Marking notes. 1 mark per column ((a) type, (b) codon-level outcome, (c) protein effect) per row; max 9. For 3.1, the (b) answer must explicitly note "no frameshift / reading frame preserved because three bases = one codon".

Q4.1 — Trend

As the codon position of the deletion moves further along the gene, the resulting polypeptide length increases. The relationship is approximately linear: in each case the polypeptide stops a few amino acids downstream of the deletion site (codon 20 → 26 aa, codon 80 → 91 aa, codon 200 → 213 aa, codon 350 → 358 aa, codon 470 → 474 aa). None reach the wild-type length of 480.

Marking notes. 1 mark for "positive / increasing" relationship; 1 mark for using at least two data points or quoting that translation stops a few codons after the deletion in every case.

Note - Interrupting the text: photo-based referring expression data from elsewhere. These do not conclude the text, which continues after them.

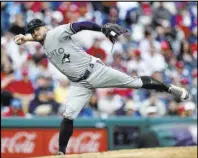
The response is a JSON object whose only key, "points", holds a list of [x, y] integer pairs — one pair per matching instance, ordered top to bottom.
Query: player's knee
{"points": [[71, 113]]}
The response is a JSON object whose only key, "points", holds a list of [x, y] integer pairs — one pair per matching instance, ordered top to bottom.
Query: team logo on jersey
{"points": [[66, 58]]}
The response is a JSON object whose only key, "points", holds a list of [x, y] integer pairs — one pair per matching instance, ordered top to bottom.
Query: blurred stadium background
{"points": [[162, 42]]}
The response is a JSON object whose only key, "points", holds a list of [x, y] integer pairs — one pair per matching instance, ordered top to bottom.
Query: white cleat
{"points": [[179, 92]]}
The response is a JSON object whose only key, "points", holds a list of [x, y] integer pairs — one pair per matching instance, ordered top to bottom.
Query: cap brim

Q4.2 — Why an early frameshift gives a short polypeptide

A single-base deletion shifts the reading frame, so every codon downstream is regrouped. Across a random sequence, one of the three stop codons (UAA, UAG or UGA) appears by chance roughly every 21 codons on average, so a frameshift introduced near the start of the gene almost always generates a premature stop very soon after the deletion site. A frameshift near codon 470 has only ~10 codons of original sequence left before the natural stop, so the truncation is small.

Marking notes. 1 mark for "frameshift regroups downstream codons"; 1 mark for "stop codon appears by chance soon after deletion, so the polypeptide ends a few residues later".

Q4.3 — Most-functional mutant

The deletion at codon 470 would retain the most function. Its polypeptide is 474 amino acids — only 6 fewer than wild-type — and almost the entire enzyme, including the catalytic and folding regions, is still present. Active-site geometry and most structural features should be largely intact, so residual function is most likely.

Marking notes. 1 mark for choosing the codon-470 mutant; 1 mark for justification referring to almost-complete length / active site preserved.